Of course, now we can use the timestamp option to help identify a part of the serial number. When the receiver encounters a loop, we need to compare the timestamp. We know that the timestamp is monotonically increasing, although it will also be rolled back, it takes a lot of time. This is just a strategy and will not be discussed in detail here. There is another very practical problem. Theoretically, the serial number will be bypassed, but in fact, how many TCP endpoint hosts are directly deployed on both ends of the 1G network cable and the receiving and sending windows can be filled at the same time. In addition, even if a loop occurs, it is not a special task. It is too common in the computer. You only need to identify it. For the TCP serial number, at both ends of a high-speed network (point-to-point network or Ethernet), there is little possibility of disordered data. Therefore, when a serial number suddenly changes to 0 or the ending serial number is smaller than the starting serial number, it is easy to tell that you only need to compare it with the previous confirmed segments. If you are on the two ends of a router, the IP datagram will be reordered. For TCP, although there is still a loop, it will be much slower, and considering that the congestion window (not introduced yet) is generally not too large, it is difficult to fill the window to 65536.


Contact Us

The content source of this page is from Internet, which doesn't represent Alibaba Cloud's opinion; products and services mentioned on that page don't have any relationship with Alibaba Cloud. If the content of the page makes you feel confusing, please write us an email, we will handle the problem within 5 days after receiving your email.

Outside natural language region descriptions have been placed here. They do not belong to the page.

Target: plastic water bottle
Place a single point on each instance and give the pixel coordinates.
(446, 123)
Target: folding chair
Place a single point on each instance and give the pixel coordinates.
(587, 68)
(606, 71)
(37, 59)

If you find any instances of plagiarism from the community, please send an email to: info-contact@alibabacloud.com and provide relevant evidence. A staff member will contact you within 5 working days.

A Free Trial That Lets You Build Big!

Start building with 50+ products and up to 12 months usage for Elastic Compute Service

  • Sales Support

    1 on 1 presale consultation

  • After-Sales Support

    24/7 Technical Support 6 Free Tickets per Quarter Faster Response

  • Alibaba Cloud offers highly flexible support services tailored to meet your exact needs.